In step 2 of the Create and install a NameNode resource agent section, we created the namenode script, which is implemented as a standard OCF resource agent. The most important function of the namenode script is namenode_status, which monitors the status of the NameNode daemon. Here we use the jps command to show all running Java processes owned by the hadoop user, and the grep name of the NameNode daemon to see if it has started. The namenode resource agent is used by Pacemaker to start/stop/monitor the NameNode daemon. In the namenode script, as you can see in the namenode_start and namenode_stop methods, we actually start/stop NameNode by using hadoop-daemon.sh, which is used to start/stop the Hadoop daemon on a single server. You can find a full list of the code from the source shipped with this book.

We started Heartbeat after our namenode resource agent was tested and installed. Then, we made some changes to the default crm configurations. The default-resource-stickiness=1 setting is very important as it turns off the automatic failback of a resource.

We added a VIP resource to Pacemaker and configured Hadoop and HBase to use it in steps 3 to 5 of the Configure highly available NameNode section. By using VIP in their configuration, Hadoop and HBase can switch to communicate with the standby master if the active one is down.

In step 6 of the same section, we configured Hadoop (HDFS NameNode) to write its metadata to both the local disk and NFS. If an active master is down, NameNode will be started from the standby master. Because they were mounted on the same NFS directory, NameNode started from the standby master can apply the latest metadata from NFS, and restore HDFS to the status before the original active master is down.

In steps 7 to 10, we added the NAMENODE resource using the namenode resource agent we created in step 2 of the Create and install a NameNode resource agent section, then we set up VIP and NAMENODE resources as a group (step 8), and made sure they always run on the same server (step 9), with the right start-up order (step 10). We did this because we didn't want VIP running on master1, while NameNode was running on master2.

Because Pacemaker will start NameNode for us via the namenode resource agent, we need to start DataNode separately, which is what we did in step 1 of the Start DataNode, HBase cluster, and backup HBase master section.

After starting HBase normally, we started our standby HBase master (HMaster) on the standby master server.
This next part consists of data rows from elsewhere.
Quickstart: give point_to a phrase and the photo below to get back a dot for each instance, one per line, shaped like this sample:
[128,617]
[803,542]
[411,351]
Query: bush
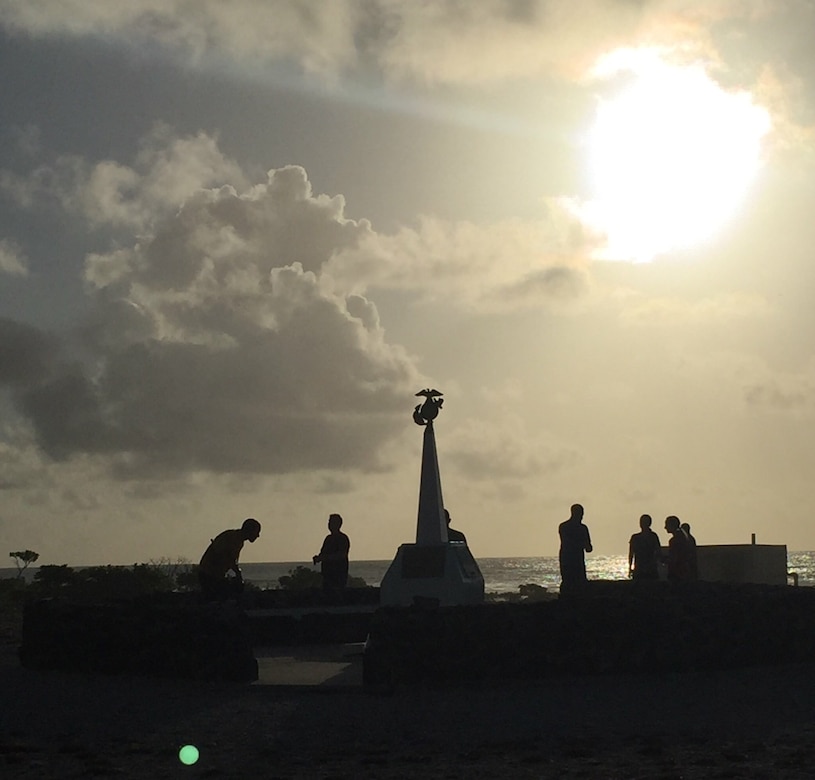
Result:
[106,583]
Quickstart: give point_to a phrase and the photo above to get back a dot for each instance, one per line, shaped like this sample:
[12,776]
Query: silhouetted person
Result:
[694,567]
[678,551]
[644,552]
[221,557]
[574,542]
[333,558]
[452,534]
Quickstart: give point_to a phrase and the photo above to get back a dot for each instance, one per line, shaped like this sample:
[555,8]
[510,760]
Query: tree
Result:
[23,559]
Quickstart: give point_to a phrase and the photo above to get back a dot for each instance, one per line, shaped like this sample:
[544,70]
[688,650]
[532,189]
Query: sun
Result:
[671,155]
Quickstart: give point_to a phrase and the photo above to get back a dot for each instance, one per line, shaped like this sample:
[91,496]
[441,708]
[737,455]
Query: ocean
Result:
[501,575]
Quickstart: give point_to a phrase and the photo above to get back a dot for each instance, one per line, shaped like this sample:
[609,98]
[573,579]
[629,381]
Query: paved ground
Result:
[328,666]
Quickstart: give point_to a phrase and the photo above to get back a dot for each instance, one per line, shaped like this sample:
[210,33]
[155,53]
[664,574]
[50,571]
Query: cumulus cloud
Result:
[166,171]
[443,41]
[236,330]
[491,267]
[484,451]
[215,345]
[12,259]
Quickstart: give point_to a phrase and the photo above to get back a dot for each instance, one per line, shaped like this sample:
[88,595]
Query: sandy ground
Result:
[749,723]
If you check your HBase master log, you will find output like the following, which shows itself as a standby HMaster:

2011-11-21 23:38:55,168 INFO org.apache.hadoop.hbase.master.ActiveMasterManager: Another master is the active master, ip-10-174-14-15.us-west-1.compute.internal:60000; waiting to become the next active master

Finally, we got NameNode and HMaster running on two servers with an active-standby configuration. The single point of failure of the cluster was avoided.

However, it leaves us with lots of works to do in production. You need to test your HA cluster in all rare cases, such as a server power off, unplug of a network cable, shut down of network switch, or anything else you can think of.
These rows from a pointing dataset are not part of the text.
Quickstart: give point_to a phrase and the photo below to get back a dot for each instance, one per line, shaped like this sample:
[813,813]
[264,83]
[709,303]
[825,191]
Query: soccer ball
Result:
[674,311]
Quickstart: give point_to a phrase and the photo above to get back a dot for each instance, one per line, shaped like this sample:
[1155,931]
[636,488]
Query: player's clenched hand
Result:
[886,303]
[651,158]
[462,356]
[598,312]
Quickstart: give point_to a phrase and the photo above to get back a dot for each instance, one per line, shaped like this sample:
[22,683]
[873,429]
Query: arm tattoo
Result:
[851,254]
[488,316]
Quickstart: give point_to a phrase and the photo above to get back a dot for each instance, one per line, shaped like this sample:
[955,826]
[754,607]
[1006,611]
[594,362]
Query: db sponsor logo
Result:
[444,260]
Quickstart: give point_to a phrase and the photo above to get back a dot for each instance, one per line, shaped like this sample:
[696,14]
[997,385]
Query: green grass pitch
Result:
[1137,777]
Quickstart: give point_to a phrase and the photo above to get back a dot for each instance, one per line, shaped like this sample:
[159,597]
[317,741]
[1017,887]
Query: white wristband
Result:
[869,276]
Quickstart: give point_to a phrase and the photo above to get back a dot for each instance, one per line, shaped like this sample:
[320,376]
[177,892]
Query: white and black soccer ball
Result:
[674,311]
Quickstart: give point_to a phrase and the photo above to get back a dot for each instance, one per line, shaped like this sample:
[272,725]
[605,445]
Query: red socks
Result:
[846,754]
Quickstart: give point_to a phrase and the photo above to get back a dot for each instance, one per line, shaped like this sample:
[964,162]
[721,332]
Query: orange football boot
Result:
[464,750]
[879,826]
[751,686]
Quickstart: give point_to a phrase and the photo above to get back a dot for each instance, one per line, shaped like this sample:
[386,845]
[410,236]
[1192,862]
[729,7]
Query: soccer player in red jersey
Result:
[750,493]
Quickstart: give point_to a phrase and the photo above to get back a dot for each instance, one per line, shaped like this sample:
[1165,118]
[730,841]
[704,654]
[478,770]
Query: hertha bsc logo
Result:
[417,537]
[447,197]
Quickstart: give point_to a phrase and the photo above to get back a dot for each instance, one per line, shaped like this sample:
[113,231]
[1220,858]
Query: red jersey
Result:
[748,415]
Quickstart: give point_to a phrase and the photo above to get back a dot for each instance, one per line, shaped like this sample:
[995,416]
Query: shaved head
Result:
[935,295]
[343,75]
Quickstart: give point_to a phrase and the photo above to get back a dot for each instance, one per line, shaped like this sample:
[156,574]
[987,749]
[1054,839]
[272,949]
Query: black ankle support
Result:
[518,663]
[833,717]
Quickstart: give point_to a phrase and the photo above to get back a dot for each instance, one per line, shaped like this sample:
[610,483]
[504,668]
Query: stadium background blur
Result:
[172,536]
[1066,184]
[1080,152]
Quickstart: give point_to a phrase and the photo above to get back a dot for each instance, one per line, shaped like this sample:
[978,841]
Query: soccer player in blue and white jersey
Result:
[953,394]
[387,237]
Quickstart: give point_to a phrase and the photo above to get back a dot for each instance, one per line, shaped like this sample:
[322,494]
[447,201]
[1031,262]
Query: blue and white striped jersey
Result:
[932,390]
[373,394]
On the other hand, SPOF of the cluster may not be as critical as you think. Based on our experience, almost all of the downtime of the cluster is due to an operational miss or software upgrade. It's better to make your cluster simple.

There's more...

It is more complex to set up a highly available HBase cluster on Amazon EC2 because EC2 does not support static IP addresses, and so we can't use VIP on EC2. An alternative way is to use an Elastic IP address. An Elastic IP address is the role of a static IP address on EC2 while it is associated with your account, not a particular instance. We can use Heartbeat to associate EIP to the standby master automatically, if the active one is down. Then, we configure Hadoop and HBase to use an instance's public DNS associated with EIP, to find an active master. Also, in the namenode resource agent, we have to start/stop not only NameNode, but also all DataNodes. This is because the IP address of an active master has changed, but DataNode cannot find the new active master unless it is restarted.

We will skip the details because it's out of the scope of this book. We created an elastic-ip resource agent to achieve this purpose. You can find it in the source shipped with this book.